Inflation remains a significant issue for global economies, with major currencies like the US dollar and the euro seeing their supplies increase by over 50% in the last five years — a reality that could propel Bitcoin’s use as a hedge against economic instability, according to Back.
“Ultimately, this influx of money will be used to purchase products, leading to price increases, especially for tangible assets like real estate and other physical items in the long run,” he explained. “The inflation rate could reach around 10% or 15% over the next decade, presenting a return on investment that is challenging to achieve with traditional stocks or rental properties.”
“Thus, there is a genuine potential for Bitcoin to compete with gold and claim some of its roles, such as serving as a geopolitical safeguard, drawing investment away from gold.”

Adam Back discussing various topics with Gareth Jenkinson.
Related: The evolving significance of Bitcoin as it enters a new phase in the financial landscape.
The Federal Reserve Bank of Cleveland anticipates an average annual inflation rate of 2.18% over the next decade, according to data released on March 12.

Projected inflation rates. Source: Federal Reserve Bank of Cleveland
Nonetheless, some alternative analyses suggest a possible rise in inflation over the next five years.
Consumer expectations for inflation jumped to 5% for the coming year and 4.1% over the next five years, a situation that heightens economic worries, based on a survey conducted by the University of Michigan released on March 28.
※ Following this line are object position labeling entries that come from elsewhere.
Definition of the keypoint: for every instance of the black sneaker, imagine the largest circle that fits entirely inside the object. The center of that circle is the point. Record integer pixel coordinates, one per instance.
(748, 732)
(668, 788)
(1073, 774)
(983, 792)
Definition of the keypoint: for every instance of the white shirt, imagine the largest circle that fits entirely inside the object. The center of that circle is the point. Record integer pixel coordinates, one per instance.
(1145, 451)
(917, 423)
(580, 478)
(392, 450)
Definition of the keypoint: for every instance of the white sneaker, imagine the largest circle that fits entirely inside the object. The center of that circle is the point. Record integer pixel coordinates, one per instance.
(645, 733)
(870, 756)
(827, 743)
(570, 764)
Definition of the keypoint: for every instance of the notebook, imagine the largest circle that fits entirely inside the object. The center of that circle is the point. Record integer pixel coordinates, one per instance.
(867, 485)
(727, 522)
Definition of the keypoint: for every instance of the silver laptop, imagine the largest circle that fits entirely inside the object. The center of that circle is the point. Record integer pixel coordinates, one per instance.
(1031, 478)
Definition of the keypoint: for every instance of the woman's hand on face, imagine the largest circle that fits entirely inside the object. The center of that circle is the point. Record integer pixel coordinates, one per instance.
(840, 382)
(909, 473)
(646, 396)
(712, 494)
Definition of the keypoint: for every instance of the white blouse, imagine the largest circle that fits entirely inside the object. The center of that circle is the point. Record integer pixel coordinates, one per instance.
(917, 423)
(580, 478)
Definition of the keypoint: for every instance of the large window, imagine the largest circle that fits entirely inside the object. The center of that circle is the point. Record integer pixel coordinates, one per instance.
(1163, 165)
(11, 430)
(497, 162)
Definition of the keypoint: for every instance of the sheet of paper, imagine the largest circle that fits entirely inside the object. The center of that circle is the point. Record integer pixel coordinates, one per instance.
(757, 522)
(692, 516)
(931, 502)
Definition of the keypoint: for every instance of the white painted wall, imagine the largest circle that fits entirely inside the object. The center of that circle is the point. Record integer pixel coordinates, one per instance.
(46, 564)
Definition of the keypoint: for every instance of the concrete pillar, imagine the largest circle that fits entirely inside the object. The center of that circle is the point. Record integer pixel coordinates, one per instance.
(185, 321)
Consumer expectations regarding inflation rates. Source: University of Michigan
Related: The potential impact of Bitcoin’s price on wealth disparity in the digital era.
Factors Influencing Bitcoin Adoption: ETFs and Policy Changes
In addition to increasing monetary uncertainty, the introduction of US-based spot Bitcoin exchange-traded funds (ETFs) and the more crypto-friendly stance of the current US administration may further stimulate Bitcoin adoption as an inflation hedge.
“US regulators have finally approved the ETFs, and the present administration is moving to eliminate many restrictive regulations aimed at hindering crypto adoption,” Back stated.
He suggested that the adoption of Bitcoin among retail investors should come before any institutional or governmental investments:
“It’s preferable for private individuals to purchase Bitcoin before governments, as their entry could trigger a competitive rush among other nations.”

Insights from recent discussions on Bitcoin’s future.
On March 7, an executive order was signed to establish a Bitcoin reserve funded by Bitcoin confiscated from criminal activities, a development that industry figures have called a significant advancement toward integrating Bitcoin into the mainstream financial system.